The use of silicone replicas for SEM studies in palaeobotany was introduced by Watson and Alvin (1976). They obtained images of tracheids, stomata, hairs and papillae in silicified conifer remains. Reihman and Schabilion (1976) used silicone in Pennsylvanian fern-like foliage allowing the examination of papillate surfaces and stomata surrounded by papillae. Tavares and Rohn (2009) made silicone replicas of a petrified Permian pecopterid showing cells and probable trichome scars on the pinnules. Moisan et al. (2011) prepared silicone replicas of cycadophytes for SEM examination, obtaining detailed images of epidermal cells and papillae of the plant surfaces. These papers are the only attempts made so far to study cuticular and epidermal features by SEM examination using silicone replicas. Additionally, silicone replicas of complete specimens can be photographed and have been used to discern details not seen in the original material (e.g., Manchester, 1992; Van der Ham and Van Konijnenburg-van Cittert, 2003, 2004; Van der Ham et al., 2001, 2003, 2004; Van der Ham and Dortangs, 2005).
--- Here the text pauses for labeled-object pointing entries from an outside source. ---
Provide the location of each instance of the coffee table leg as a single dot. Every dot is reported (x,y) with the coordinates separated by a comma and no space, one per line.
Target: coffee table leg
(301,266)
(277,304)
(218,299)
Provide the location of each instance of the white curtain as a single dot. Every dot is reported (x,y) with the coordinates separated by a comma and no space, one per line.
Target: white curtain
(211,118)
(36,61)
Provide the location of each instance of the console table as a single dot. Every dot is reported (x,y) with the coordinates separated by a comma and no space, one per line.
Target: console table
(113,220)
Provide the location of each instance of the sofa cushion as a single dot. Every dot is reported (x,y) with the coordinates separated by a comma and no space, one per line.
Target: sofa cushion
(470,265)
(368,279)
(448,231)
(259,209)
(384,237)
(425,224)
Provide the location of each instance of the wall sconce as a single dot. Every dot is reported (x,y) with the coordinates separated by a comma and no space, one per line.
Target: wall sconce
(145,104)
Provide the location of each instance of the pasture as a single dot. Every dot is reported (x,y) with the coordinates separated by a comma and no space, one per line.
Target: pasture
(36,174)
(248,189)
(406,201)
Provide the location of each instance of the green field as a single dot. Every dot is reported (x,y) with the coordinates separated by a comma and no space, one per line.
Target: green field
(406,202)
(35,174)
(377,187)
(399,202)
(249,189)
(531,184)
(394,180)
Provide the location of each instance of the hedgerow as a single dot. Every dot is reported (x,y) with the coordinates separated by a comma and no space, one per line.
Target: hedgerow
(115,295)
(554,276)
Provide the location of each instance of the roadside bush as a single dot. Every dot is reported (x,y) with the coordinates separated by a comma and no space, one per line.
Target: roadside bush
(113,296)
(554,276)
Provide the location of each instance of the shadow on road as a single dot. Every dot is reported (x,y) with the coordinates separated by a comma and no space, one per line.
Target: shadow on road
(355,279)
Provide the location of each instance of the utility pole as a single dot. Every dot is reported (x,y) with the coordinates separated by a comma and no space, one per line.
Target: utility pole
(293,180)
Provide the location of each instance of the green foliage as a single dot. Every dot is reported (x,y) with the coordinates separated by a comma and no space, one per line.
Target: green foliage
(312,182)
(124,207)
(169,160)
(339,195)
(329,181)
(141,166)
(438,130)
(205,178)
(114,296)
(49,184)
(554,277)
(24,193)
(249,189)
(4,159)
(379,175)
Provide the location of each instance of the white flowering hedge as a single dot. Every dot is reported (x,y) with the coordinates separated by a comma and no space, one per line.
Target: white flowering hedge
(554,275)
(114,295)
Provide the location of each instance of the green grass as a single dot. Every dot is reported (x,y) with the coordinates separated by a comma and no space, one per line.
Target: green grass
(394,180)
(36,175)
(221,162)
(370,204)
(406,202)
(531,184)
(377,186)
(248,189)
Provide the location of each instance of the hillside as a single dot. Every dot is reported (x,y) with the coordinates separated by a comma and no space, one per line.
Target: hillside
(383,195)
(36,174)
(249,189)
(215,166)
A useful overview on the use of casting and moulding in palaeontology is summarized by Rigby and Clark (1965).
MATERIAL AND METHODS
The fossil plant impressions used in this study were collected from the Middle to Late Triassic Madygen Formation situated in northern foothills of the Turkestan Mountains of Central Asia in southwestern Kyrgyzstan. Plant fossils from the Madygen fossil localities lack of cuticles, however, they occur in very fine-grained sediment matrix, resulting in an exceptional preservation and perfect natural casts of the plant surfaces, showing cell pattern, stomata, striations, papillae and trichome bases. In order to compare directly the differences between silicone and latex replicas, both materials were tested in the same specimens. See Chaloner and Gay (1973) for technical details of the use of latex to fossil plants.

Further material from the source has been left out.